ENH: parse schema.org/NewsArticle RDFa, Microdata, or JSONLD
Issue by westurner
Wed Sep 27 19:51:34 2017
Originally opened as https://github.com/codelucas/newspaper/issues/448
Schema.org Linked Data:
- http://schema.org/NewsArticle
- http://schema.org/docs/news.html
Parsers:
- http://rdflib.readthedocs.io/en/stable/apidocs/rdflib.html#rdflib.graph.Graph.parse
- https://rdflib.readthedocs.io/en/stable/_modules/rdflib/plugins/parsers/pyRdfa.html#pyRdfa
- https://rdflib.readthedocs.io/en/stable/_modules/rdflib/plugins/parsers/pyMicrodata/microdata.html
- https://github.com/RDFLib/rdflib-jsonld
Tasks:
- [ ] sniff(fileobj, location)
- [ ] parse(fileobj, location)
- rdflib.Graph().parse(fileobj, uri, format='rdfa'|'microdata'|'jsonld') # for each
Comment by westurner
Wed Sep 27 19:55:59 2017
#251 mentions itemProp="datePublished" (Microdata)
The RDFa for this property could be:
- property="http://schema.org/datePublished"

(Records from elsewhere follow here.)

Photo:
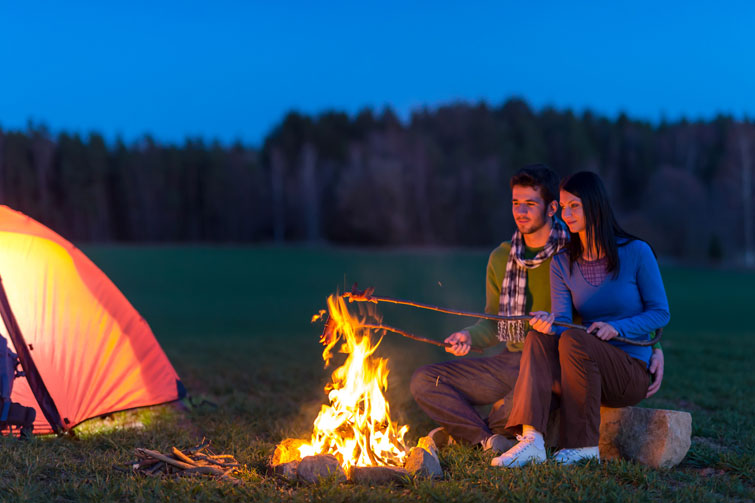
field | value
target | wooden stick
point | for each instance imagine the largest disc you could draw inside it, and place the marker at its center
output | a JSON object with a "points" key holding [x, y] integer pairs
{"points": [[357, 296], [183, 457], [168, 460], [416, 337]]}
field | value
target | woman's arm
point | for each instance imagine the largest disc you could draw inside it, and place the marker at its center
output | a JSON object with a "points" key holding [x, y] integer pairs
{"points": [[655, 313], [561, 300]]}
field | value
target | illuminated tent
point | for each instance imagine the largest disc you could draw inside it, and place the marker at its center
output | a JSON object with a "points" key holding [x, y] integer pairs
{"points": [[85, 349]]}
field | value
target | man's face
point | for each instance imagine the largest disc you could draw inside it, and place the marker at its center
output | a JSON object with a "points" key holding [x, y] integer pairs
{"points": [[529, 209]]}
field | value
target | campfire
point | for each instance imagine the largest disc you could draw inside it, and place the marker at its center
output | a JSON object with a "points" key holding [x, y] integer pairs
{"points": [[353, 434]]}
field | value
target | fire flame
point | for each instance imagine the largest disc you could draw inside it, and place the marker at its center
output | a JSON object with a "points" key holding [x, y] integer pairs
{"points": [[356, 427]]}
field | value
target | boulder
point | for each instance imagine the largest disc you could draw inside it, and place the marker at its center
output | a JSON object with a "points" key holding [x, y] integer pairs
{"points": [[422, 463], [378, 474], [654, 437], [313, 468], [287, 471], [428, 444], [287, 451]]}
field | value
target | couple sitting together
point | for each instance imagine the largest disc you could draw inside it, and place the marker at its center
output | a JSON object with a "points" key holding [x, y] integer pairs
{"points": [[589, 271]]}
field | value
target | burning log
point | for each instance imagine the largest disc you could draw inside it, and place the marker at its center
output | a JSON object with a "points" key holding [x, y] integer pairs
{"points": [[198, 460], [421, 462]]}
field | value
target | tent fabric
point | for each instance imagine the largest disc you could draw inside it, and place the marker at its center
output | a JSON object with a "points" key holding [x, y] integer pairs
{"points": [[93, 350]]}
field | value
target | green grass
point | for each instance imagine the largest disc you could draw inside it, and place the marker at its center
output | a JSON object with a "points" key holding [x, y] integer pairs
{"points": [[235, 323]]}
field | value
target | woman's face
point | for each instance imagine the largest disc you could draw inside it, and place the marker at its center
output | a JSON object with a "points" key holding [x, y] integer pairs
{"points": [[572, 211]]}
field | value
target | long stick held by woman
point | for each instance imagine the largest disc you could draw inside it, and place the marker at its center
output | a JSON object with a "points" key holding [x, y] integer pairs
{"points": [[613, 281]]}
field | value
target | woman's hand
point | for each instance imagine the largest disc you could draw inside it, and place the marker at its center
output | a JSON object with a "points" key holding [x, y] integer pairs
{"points": [[542, 322], [656, 369], [603, 331], [460, 343]]}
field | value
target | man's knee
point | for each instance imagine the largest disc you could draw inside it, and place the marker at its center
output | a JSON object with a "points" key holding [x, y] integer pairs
{"points": [[574, 342], [421, 380], [536, 341]]}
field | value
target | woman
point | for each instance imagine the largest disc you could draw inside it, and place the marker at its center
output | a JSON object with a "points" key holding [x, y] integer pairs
{"points": [[612, 280]]}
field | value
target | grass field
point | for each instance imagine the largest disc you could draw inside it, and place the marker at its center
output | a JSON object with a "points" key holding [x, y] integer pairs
{"points": [[235, 323]]}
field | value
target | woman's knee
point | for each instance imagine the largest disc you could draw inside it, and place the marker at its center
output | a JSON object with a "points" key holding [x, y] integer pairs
{"points": [[573, 341]]}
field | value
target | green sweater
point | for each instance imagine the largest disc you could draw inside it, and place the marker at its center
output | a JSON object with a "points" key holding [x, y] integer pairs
{"points": [[538, 291], [484, 333]]}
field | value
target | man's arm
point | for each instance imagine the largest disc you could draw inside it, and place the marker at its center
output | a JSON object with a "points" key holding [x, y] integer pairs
{"points": [[484, 333]]}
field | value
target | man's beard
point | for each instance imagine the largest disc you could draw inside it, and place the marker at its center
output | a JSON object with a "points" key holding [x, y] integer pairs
{"points": [[532, 226]]}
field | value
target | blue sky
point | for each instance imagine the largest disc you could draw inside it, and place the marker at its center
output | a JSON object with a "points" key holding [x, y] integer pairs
{"points": [[231, 70]]}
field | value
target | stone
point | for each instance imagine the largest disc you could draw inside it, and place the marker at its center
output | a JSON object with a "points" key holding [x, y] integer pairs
{"points": [[427, 444], [314, 468], [654, 437], [287, 471], [287, 451], [378, 474], [422, 463]]}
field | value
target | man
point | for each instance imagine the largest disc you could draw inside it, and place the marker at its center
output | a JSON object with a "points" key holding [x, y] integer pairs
{"points": [[518, 283]]}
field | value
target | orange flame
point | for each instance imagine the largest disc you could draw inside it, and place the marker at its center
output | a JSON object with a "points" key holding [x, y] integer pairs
{"points": [[356, 427]]}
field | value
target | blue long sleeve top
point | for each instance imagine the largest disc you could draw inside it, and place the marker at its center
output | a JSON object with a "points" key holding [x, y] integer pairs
{"points": [[634, 302]]}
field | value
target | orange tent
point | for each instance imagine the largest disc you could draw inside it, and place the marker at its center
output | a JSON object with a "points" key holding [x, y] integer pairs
{"points": [[84, 348]]}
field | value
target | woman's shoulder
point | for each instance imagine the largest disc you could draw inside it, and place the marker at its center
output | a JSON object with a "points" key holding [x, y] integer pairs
{"points": [[560, 258], [635, 248]]}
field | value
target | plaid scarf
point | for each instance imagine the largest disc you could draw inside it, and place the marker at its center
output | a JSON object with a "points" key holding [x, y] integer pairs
{"points": [[513, 297]]}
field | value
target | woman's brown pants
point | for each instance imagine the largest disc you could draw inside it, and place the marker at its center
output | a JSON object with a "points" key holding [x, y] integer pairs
{"points": [[581, 372]]}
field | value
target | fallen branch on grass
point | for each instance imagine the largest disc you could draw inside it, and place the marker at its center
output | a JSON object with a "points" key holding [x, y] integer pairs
{"points": [[194, 461]]}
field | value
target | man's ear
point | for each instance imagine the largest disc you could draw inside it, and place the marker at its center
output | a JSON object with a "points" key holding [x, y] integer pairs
{"points": [[552, 208]]}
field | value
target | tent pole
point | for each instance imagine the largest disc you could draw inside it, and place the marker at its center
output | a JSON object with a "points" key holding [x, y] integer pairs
{"points": [[37, 385]]}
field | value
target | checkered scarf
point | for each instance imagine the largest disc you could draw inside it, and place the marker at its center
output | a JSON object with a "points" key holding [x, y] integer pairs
{"points": [[513, 297]]}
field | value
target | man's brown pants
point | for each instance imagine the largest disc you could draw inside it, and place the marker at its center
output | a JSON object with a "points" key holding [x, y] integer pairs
{"points": [[583, 372]]}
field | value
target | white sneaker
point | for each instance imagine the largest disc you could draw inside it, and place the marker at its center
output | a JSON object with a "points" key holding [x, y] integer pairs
{"points": [[530, 449], [498, 443], [571, 456]]}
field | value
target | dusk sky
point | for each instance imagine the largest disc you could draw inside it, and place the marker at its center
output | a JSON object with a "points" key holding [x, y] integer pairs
{"points": [[231, 70]]}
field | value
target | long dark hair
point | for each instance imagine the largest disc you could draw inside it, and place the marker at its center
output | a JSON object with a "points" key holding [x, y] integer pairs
{"points": [[601, 226]]}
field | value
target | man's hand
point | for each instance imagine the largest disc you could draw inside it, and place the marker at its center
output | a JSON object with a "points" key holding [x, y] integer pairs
{"points": [[656, 369], [542, 322], [461, 343], [603, 331]]}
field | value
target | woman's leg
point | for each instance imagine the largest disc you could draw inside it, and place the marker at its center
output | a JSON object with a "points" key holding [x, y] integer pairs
{"points": [[594, 372]]}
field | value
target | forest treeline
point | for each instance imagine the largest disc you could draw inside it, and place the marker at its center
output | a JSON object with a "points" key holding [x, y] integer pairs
{"points": [[439, 178]]}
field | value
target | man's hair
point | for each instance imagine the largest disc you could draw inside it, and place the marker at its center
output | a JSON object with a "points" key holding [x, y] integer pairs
{"points": [[539, 176]]}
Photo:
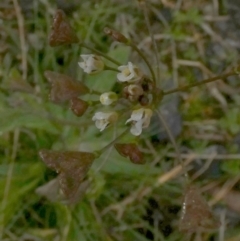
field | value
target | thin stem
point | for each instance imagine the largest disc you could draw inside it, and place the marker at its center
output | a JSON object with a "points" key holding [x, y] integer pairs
{"points": [[106, 67], [100, 53], [146, 16], [145, 60], [199, 83], [113, 142], [178, 153]]}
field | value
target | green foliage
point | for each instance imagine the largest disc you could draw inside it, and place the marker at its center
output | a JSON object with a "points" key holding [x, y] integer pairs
{"points": [[111, 209]]}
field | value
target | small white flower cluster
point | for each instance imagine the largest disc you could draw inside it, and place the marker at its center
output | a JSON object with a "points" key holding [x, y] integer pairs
{"points": [[129, 74]]}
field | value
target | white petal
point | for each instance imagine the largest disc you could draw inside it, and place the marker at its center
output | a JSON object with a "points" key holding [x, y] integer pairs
{"points": [[136, 128], [137, 114]]}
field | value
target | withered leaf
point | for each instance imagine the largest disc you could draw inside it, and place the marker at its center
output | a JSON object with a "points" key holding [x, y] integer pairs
{"points": [[61, 32], [130, 150], [19, 84], [78, 106], [196, 214], [72, 167], [64, 87]]}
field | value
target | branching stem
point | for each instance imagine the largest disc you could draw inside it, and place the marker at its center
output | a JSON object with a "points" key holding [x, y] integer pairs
{"points": [[199, 83], [145, 60], [100, 53]]}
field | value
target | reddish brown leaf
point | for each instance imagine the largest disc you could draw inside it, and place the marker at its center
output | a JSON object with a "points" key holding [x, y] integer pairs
{"points": [[64, 87], [117, 36], [61, 32], [78, 106], [130, 150], [72, 167], [196, 214]]}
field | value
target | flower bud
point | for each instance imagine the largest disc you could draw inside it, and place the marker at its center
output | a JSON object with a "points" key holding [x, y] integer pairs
{"points": [[133, 92], [108, 98], [92, 64], [129, 73], [78, 106], [140, 119], [104, 119], [61, 32], [130, 150], [117, 36]]}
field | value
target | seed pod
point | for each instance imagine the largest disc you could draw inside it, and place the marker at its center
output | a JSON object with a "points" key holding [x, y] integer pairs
{"points": [[64, 87], [78, 106], [117, 36], [72, 167], [130, 150], [196, 214], [61, 32]]}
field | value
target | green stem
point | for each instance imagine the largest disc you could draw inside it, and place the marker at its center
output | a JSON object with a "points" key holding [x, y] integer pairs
{"points": [[199, 83], [145, 60], [106, 67], [100, 53], [113, 142]]}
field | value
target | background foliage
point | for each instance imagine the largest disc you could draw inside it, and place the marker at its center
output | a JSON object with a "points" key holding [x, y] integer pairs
{"points": [[196, 40]]}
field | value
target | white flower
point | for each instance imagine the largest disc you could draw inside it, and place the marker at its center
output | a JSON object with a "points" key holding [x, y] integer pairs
{"points": [[103, 119], [108, 98], [140, 119], [91, 64], [129, 73]]}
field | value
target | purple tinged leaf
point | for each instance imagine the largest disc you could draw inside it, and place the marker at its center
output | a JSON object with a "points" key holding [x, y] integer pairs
{"points": [[72, 167]]}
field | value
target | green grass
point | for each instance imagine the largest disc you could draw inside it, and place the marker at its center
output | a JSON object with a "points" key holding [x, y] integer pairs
{"points": [[29, 122]]}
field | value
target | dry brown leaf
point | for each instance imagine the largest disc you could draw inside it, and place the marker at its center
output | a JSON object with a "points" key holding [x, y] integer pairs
{"points": [[196, 213], [61, 32], [72, 167], [64, 87]]}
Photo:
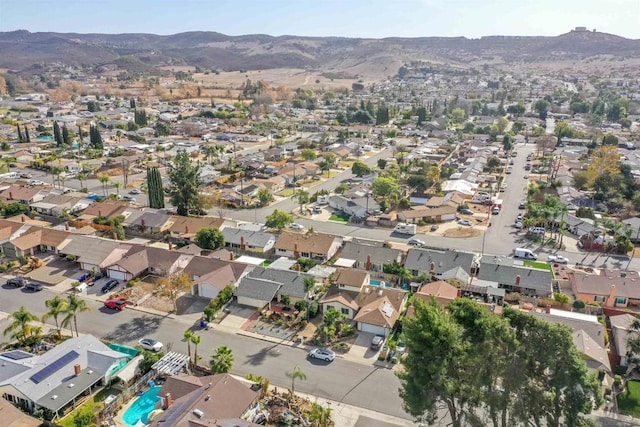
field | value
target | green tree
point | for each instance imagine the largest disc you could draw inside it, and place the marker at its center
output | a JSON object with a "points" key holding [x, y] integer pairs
{"points": [[20, 327], [360, 169], [209, 238], [221, 361], [75, 306], [56, 306], [302, 197], [185, 183], [154, 188], [542, 108], [296, 374], [278, 219]]}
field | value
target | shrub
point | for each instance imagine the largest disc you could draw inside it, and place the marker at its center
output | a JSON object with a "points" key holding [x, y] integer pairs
{"points": [[314, 307]]}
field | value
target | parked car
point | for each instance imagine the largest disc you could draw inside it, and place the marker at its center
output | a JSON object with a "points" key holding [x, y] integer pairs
{"points": [[322, 354], [376, 342], [416, 242], [151, 344], [558, 259], [115, 304], [110, 285], [18, 282], [34, 286]]}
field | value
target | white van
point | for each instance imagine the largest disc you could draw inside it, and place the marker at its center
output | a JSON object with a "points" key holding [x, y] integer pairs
{"points": [[524, 254]]}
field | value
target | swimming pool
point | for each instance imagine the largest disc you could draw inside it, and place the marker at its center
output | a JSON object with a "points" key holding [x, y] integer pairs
{"points": [[141, 407]]}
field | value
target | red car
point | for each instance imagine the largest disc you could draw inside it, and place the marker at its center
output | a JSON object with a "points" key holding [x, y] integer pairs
{"points": [[115, 304]]}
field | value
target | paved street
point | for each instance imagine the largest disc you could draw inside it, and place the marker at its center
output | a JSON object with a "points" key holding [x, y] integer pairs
{"points": [[343, 381]]}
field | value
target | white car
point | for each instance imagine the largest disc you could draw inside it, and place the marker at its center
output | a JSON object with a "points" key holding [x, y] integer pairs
{"points": [[151, 344], [416, 242], [558, 259]]}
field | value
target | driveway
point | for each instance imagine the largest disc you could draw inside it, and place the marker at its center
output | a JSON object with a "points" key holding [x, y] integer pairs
{"points": [[361, 348], [238, 316]]}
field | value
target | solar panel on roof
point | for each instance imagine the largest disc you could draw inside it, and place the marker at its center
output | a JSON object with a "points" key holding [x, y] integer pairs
{"points": [[53, 367], [16, 355]]}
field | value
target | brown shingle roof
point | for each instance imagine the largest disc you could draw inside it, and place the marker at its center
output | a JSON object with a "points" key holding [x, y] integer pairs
{"points": [[317, 243]]}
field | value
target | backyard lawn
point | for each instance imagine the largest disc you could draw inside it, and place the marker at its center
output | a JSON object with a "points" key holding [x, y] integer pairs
{"points": [[339, 217], [629, 399]]}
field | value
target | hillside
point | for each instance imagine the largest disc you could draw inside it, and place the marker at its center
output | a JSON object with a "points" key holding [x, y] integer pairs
{"points": [[21, 50]]}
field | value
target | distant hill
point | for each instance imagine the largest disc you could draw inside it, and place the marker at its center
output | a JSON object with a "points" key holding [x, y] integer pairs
{"points": [[21, 50]]}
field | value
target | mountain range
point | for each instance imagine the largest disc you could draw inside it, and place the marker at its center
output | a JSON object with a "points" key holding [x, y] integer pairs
{"points": [[21, 50]]}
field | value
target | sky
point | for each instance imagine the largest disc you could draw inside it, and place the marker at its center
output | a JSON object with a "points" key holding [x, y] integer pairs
{"points": [[346, 18]]}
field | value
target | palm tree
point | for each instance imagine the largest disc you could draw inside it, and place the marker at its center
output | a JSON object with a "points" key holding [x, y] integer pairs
{"points": [[187, 336], [104, 179], [296, 374], [195, 339], [56, 306], [75, 307], [222, 361], [20, 327]]}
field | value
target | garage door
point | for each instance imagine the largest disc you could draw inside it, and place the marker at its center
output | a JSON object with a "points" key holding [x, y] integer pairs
{"points": [[119, 275], [365, 327]]}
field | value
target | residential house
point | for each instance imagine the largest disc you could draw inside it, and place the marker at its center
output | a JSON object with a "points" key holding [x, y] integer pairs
{"points": [[94, 253], [356, 207], [368, 255], [148, 259], [38, 240], [183, 227], [26, 195], [58, 379], [422, 213], [215, 400], [248, 240], [106, 209], [379, 309], [610, 288], [317, 246], [443, 264], [621, 330], [210, 275], [515, 276]]}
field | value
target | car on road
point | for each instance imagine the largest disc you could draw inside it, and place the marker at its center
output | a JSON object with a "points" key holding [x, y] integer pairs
{"points": [[18, 282], [416, 242], [151, 344], [34, 286], [322, 354], [115, 304], [558, 259], [110, 285]]}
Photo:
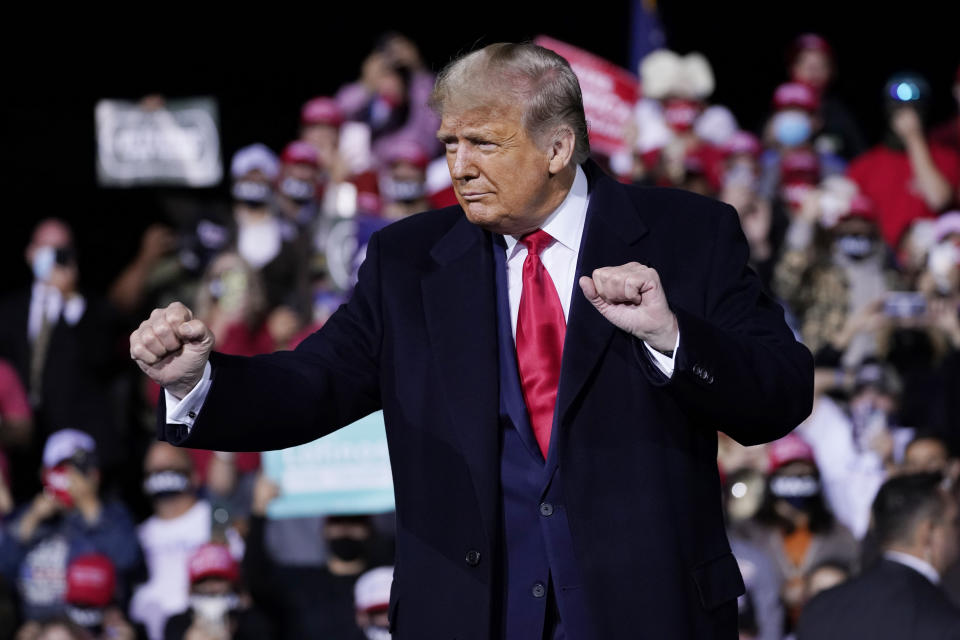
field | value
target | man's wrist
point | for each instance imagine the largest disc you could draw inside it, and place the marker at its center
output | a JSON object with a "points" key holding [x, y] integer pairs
{"points": [[664, 341]]}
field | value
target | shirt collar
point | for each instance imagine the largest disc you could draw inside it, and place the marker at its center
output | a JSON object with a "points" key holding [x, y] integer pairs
{"points": [[565, 224], [922, 567]]}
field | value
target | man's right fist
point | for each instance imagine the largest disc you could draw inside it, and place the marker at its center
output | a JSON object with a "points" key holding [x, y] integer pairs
{"points": [[172, 347]]}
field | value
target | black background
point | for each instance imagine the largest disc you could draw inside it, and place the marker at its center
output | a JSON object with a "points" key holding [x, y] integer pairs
{"points": [[263, 61]]}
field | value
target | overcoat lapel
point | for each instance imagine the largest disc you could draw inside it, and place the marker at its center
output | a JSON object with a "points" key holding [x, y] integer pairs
{"points": [[459, 303], [612, 231]]}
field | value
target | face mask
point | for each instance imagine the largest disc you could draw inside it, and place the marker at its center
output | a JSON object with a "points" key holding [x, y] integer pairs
{"points": [[297, 190], [401, 190], [376, 633], [680, 114], [791, 128], [57, 481], [740, 174], [941, 262], [252, 192], [347, 549], [90, 618], [798, 491], [855, 247], [164, 484], [213, 608], [43, 261]]}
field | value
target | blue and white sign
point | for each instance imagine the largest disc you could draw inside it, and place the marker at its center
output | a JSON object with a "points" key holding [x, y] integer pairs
{"points": [[346, 472]]}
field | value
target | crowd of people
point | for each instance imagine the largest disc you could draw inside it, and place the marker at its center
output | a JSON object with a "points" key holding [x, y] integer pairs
{"points": [[107, 533]]}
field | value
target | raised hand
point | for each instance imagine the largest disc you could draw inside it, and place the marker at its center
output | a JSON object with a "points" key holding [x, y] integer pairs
{"points": [[630, 296], [172, 347]]}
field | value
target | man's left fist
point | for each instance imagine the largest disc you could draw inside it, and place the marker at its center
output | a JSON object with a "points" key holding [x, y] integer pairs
{"points": [[630, 296]]}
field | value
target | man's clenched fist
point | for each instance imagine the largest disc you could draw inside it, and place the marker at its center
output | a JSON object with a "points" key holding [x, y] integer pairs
{"points": [[630, 296], [172, 347]]}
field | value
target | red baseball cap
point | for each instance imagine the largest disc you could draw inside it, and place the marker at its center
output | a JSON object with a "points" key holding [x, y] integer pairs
{"points": [[300, 152], [796, 95], [321, 110], [212, 561], [405, 151], [91, 580], [800, 165]]}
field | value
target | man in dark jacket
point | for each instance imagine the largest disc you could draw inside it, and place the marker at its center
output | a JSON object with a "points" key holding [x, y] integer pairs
{"points": [[916, 525]]}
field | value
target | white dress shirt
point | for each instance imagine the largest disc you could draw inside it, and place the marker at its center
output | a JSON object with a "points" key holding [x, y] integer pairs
{"points": [[565, 225], [919, 565]]}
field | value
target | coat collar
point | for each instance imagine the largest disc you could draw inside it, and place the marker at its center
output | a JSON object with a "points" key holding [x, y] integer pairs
{"points": [[459, 300]]}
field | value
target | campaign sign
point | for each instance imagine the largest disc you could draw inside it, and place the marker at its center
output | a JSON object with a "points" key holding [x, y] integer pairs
{"points": [[609, 93], [346, 472], [176, 143]]}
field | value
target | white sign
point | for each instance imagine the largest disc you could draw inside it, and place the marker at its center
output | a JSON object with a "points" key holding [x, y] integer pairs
{"points": [[177, 144]]}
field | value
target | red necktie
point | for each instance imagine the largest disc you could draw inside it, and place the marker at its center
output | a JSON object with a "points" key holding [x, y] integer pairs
{"points": [[540, 330]]}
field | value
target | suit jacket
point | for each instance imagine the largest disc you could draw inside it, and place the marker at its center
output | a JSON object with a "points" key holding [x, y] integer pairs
{"points": [[637, 450], [889, 601]]}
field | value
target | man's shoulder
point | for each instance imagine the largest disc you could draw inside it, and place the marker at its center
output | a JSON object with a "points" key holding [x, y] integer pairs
{"points": [[426, 227]]}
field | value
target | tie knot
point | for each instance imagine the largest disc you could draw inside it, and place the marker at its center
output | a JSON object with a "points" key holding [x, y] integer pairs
{"points": [[537, 241]]}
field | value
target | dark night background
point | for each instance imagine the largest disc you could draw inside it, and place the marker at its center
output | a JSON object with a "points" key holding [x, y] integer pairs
{"points": [[262, 67]]}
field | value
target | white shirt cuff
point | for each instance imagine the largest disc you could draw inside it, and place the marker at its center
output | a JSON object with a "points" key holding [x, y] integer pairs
{"points": [[185, 411], [664, 363]]}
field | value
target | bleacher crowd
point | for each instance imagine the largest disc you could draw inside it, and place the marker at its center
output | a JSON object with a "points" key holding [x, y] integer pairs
{"points": [[107, 533]]}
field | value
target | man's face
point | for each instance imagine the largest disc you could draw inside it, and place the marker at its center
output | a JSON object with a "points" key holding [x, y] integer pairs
{"points": [[502, 178], [927, 454]]}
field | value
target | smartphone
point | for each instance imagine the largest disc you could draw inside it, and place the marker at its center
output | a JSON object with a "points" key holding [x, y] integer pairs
{"points": [[905, 304]]}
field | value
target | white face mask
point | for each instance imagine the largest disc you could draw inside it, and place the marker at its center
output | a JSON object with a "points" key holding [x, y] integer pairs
{"points": [[260, 242], [43, 259], [213, 608], [376, 633]]}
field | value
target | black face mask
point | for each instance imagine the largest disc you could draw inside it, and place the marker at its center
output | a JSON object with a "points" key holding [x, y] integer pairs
{"points": [[347, 549], [855, 246], [166, 483], [801, 492]]}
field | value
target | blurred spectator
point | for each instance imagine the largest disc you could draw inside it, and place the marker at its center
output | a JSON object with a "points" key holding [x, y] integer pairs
{"points": [[761, 611], [298, 184], [272, 244], [345, 182], [791, 166], [834, 272], [794, 525], [855, 444], [916, 523], [92, 599], [60, 343], [675, 136], [371, 598], [928, 453], [309, 601], [906, 176], [66, 520], [231, 301], [741, 189], [219, 610], [180, 524], [392, 96], [403, 180], [948, 134], [825, 575], [811, 63]]}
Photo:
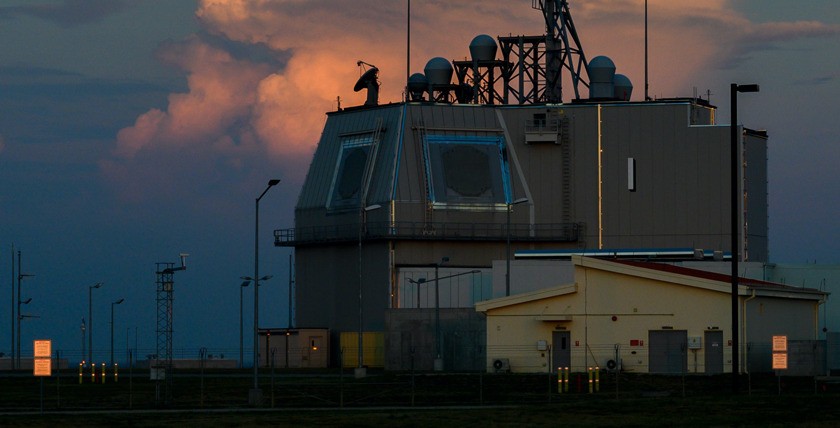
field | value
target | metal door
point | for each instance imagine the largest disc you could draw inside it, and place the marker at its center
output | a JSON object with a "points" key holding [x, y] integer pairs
{"points": [[667, 351], [561, 349], [714, 351]]}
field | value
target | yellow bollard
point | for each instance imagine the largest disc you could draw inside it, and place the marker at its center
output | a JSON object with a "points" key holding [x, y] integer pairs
{"points": [[560, 380], [597, 378]]}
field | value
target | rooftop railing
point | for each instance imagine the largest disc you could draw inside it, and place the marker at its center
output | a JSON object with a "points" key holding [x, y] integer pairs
{"points": [[557, 232]]}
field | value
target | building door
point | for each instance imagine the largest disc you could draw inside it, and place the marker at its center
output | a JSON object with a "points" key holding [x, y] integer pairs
{"points": [[561, 349], [667, 351], [714, 351]]}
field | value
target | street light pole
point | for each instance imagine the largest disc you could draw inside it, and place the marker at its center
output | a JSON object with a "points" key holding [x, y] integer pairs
{"points": [[360, 369], [90, 320], [112, 328], [256, 394], [241, 343], [21, 275], [84, 340], [507, 248], [438, 366], [20, 317], [735, 144]]}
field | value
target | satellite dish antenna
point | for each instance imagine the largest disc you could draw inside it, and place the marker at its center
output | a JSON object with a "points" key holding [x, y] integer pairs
{"points": [[369, 81]]}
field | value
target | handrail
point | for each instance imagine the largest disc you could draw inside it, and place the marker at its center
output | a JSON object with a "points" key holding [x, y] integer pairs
{"points": [[562, 232]]}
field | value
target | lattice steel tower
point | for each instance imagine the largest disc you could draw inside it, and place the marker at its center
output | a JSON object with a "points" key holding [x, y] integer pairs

- property="datePublished"
- property="schema:datePublished"
- property="http://schema.org/datePublished" content="ISO8601date+timeZ'
Comment by westurner
Sat Oct 27 21:09:59 2018
Extruct is the best tool for accomplishing this, IMHO https://github.com/scrapinghub/extruct
extruct.extract()https://github.com/scrapinghub/extruct/blob/master/extruct/_extruct.py
https://github.com/RDFLib/rdflib/issues/770#issuecomment-433655142
Comment by simonm3
Thu Aug 22 19:27:30 2019
Great package but wondering why schema.org is not included as most newspapers and media sites seem to use it. Are there any plans to add this?